Тем временем луна все более явственно давала о себе знать. Вдруг поднялся довольно сильный ветер, придававший парашюту весьма чувствительные толчки то в ту, то в другую сторону и преимущественно относивший его к востоку. Кругом все еще царил глубокий мрак, но, внимательно вглядываясь в пространство, находившееся под ними, Норбер Моони начинал смутно различать силуэты деревьев, возвышенности почвы и тому подобное. Вдруг закапал мелкий частый дождичек, но путешественники нисколько не страдали от него, так как находились под прикрытием парашюта. Мало того, это новое явление было встречено ими даже с некоторым удовольствием, как нечто совершенно подлунное, нечто такое, от чего все они давно успели отвыкнуть.

Вскоре они заметили, что ветер начал стихать, вероятно, под влиянием дождя, как это часто бывает. Но вместе с тем дождь сделал шелковую ткань парашюта более тяжелой, и Норбер Моони вдруг заметил, что они стали спускаться что-то уж слишком быстро и стремительно.

— Слушайте, господа! — крикнул он, — пусть каждый из вас выбросит за борт свой респиратор и кислородный резервуар!

Приказание его было немедленно и дружно исполнено всеми присутствующими, и падение парашюта заметно замедлилось.

Почти вслед за тем до путешественников стало доноситься порывами горячее дыхание ветра с целыми тучами мелкого раскаленного песка, благодаря чему парашют в несколько секунд успел окончательно просохнуть и его стало относить к западу. Но тут корзинка парашюта за что-то задела, и затем, медленно миновав это препятствие, поплыла дальше, сопровождаемая характерным шелестом.

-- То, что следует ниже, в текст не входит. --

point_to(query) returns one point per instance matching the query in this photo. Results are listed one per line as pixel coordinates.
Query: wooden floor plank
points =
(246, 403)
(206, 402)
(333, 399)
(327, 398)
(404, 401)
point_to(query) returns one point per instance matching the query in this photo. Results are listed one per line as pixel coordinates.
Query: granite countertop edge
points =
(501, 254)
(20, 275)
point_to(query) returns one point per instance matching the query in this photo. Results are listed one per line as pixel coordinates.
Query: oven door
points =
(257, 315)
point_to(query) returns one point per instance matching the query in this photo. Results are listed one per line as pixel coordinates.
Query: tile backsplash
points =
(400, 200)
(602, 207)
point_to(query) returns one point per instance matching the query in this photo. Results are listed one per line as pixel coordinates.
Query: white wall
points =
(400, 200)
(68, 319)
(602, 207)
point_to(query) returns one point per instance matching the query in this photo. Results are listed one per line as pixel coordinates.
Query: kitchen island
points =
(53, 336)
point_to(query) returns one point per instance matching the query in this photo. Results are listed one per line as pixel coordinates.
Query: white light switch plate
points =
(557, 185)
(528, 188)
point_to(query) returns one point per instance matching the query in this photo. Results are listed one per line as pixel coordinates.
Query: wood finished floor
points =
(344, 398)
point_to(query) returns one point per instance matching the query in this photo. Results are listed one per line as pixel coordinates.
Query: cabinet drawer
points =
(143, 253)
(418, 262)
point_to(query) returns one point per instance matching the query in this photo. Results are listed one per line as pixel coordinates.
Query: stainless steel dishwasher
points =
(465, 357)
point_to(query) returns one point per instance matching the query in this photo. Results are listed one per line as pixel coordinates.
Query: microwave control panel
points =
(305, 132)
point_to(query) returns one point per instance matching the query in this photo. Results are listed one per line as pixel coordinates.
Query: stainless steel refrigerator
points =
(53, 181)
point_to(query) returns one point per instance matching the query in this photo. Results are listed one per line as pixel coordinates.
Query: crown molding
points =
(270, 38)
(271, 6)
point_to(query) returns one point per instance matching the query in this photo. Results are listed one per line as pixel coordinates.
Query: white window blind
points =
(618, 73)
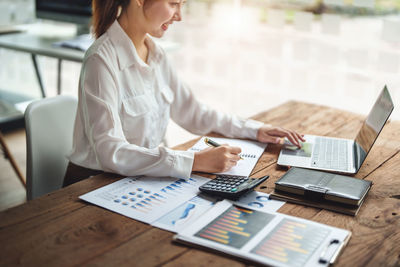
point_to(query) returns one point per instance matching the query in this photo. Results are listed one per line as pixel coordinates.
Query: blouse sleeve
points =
(99, 103)
(200, 119)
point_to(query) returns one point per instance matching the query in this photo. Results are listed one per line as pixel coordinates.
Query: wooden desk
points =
(60, 230)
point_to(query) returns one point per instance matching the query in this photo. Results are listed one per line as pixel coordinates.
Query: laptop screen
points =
(372, 126)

— Это — дерево!.. Господа, мы сейчас задели за Дерево! — воскликнул Норбер Моони. — Все — в кружок! хватайтесь руками за веревки и старайтесь повиснуть на руках… подберите ноги как можно выше. Нам не грозит ни малейшей опасности, если только мы сумеем уберечь себя в момент первого толчка!.. Не надо ли вам помочь, мадемуазель Керсэн?.. А вам, Доктор?..

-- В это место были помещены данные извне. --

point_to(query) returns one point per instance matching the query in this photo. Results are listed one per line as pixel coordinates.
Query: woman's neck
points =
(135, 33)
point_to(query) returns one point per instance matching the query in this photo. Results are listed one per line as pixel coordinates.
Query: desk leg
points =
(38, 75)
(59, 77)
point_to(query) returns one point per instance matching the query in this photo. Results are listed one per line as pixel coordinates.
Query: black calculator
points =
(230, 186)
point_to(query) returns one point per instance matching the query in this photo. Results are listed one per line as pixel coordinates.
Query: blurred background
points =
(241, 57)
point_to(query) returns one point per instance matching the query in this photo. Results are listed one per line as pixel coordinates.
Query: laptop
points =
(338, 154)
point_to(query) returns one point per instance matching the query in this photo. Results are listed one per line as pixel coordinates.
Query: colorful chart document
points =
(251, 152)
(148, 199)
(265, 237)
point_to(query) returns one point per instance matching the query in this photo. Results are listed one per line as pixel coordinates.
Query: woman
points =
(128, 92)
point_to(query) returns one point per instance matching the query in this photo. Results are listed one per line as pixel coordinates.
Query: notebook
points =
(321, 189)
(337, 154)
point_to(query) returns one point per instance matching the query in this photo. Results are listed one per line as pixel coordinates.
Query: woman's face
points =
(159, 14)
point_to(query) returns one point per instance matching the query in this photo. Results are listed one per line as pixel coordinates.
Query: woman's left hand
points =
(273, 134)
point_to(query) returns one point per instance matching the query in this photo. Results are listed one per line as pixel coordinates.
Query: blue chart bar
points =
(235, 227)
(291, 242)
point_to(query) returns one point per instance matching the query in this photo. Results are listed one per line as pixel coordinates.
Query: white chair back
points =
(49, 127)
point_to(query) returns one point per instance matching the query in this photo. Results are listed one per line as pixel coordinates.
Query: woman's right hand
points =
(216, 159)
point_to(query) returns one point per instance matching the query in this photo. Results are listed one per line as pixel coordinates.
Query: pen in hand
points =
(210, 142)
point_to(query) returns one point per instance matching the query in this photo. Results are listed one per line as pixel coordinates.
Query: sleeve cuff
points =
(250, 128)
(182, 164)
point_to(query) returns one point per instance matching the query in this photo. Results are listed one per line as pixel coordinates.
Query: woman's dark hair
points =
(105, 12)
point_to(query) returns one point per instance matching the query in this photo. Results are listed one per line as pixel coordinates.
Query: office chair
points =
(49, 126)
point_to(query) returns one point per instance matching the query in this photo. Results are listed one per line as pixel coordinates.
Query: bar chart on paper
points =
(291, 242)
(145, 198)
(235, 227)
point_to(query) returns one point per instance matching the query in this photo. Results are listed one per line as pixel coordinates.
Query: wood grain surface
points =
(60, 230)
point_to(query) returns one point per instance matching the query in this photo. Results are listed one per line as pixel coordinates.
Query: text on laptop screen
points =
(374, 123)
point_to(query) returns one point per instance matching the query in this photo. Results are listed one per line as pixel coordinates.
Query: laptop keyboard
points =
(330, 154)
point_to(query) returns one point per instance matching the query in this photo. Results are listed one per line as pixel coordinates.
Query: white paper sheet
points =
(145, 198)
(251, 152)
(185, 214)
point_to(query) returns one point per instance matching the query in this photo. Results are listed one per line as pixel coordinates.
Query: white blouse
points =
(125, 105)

Довольно сильный толчок прервал его на полуслове. Парашют коснулся земли. Все путешественники удержались на ногах благодаря своевременному предупреждению и указаниям Норбера Моони, только Тиррель Смис полетел через голову за борт корзинки, вследствие чего парашют на мгновение слегка подпрыгнул.

— Берегитесь второго толчка, господа! — крикнул снова Норбер. — Это предпоследний!.. Держитесь крепче!.. Я сейчас соскочу с канатом… Но вы, господа, не трогайтесь со своих мест!

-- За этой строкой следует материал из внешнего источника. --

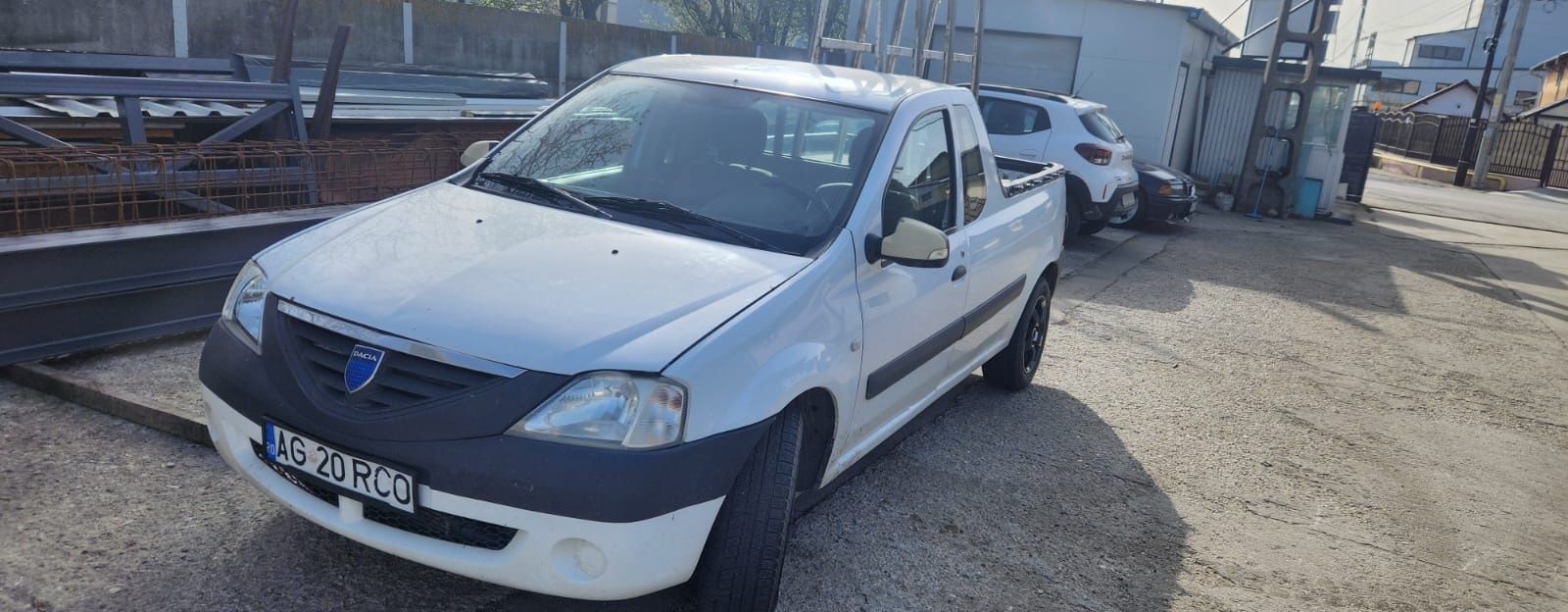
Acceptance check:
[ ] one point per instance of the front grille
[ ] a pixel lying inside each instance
(423, 522)
(446, 528)
(404, 381)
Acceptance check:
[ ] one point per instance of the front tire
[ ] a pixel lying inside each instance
(1015, 366)
(744, 557)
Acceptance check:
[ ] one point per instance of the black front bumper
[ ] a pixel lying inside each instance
(1170, 208)
(438, 441)
(1112, 206)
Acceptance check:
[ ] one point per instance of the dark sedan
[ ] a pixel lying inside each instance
(1164, 195)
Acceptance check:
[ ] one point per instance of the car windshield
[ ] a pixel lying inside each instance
(715, 162)
(1102, 126)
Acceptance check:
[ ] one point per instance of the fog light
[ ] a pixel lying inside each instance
(577, 561)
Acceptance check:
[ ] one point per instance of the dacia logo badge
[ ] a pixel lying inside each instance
(363, 366)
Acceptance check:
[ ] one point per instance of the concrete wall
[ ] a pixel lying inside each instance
(221, 27)
(120, 26)
(444, 33)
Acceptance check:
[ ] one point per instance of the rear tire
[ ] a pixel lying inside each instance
(1015, 366)
(744, 557)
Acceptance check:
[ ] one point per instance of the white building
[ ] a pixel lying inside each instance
(1457, 99)
(1437, 60)
(1147, 62)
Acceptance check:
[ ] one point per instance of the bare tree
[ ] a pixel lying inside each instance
(783, 23)
(564, 8)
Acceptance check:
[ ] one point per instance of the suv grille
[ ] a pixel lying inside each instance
(404, 381)
(423, 522)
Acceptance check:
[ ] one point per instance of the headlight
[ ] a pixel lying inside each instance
(247, 300)
(611, 408)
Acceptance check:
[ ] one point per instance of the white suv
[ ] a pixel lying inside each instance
(1074, 132)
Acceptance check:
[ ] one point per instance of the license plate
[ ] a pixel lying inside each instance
(366, 478)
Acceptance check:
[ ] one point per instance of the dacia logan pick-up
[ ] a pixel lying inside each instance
(608, 357)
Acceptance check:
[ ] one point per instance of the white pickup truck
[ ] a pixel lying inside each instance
(608, 357)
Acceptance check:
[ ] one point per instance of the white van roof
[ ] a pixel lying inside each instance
(830, 83)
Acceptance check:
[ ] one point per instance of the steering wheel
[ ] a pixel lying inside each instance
(804, 196)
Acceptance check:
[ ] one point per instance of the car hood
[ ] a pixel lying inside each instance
(521, 284)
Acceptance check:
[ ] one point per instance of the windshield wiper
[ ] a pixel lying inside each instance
(556, 195)
(662, 209)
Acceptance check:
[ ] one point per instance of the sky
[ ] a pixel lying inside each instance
(1395, 21)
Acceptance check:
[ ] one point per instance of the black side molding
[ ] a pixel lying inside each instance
(904, 365)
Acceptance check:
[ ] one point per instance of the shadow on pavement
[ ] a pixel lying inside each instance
(1319, 266)
(1001, 501)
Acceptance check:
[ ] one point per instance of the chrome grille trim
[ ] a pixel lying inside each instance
(399, 344)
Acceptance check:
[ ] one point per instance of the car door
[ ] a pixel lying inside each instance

Вслед за этим он исполнил то, что сказал; в тот же самый момент парашют подскочил еще раз и в третий раз коснулся земли, но теперь его удержал на месте Норбер, державший канат и кинувшийся плашмя на землю. Почти в тот же момент шелковый купол парашюта грузно опустился и накрыл его своими тяжелыми складками.

— Выпутывайтесь, выбирайтесь из-под парашюта, господа!.. Смело становитесь на ноги! — крикнул он глухим голосом. — Мына земле!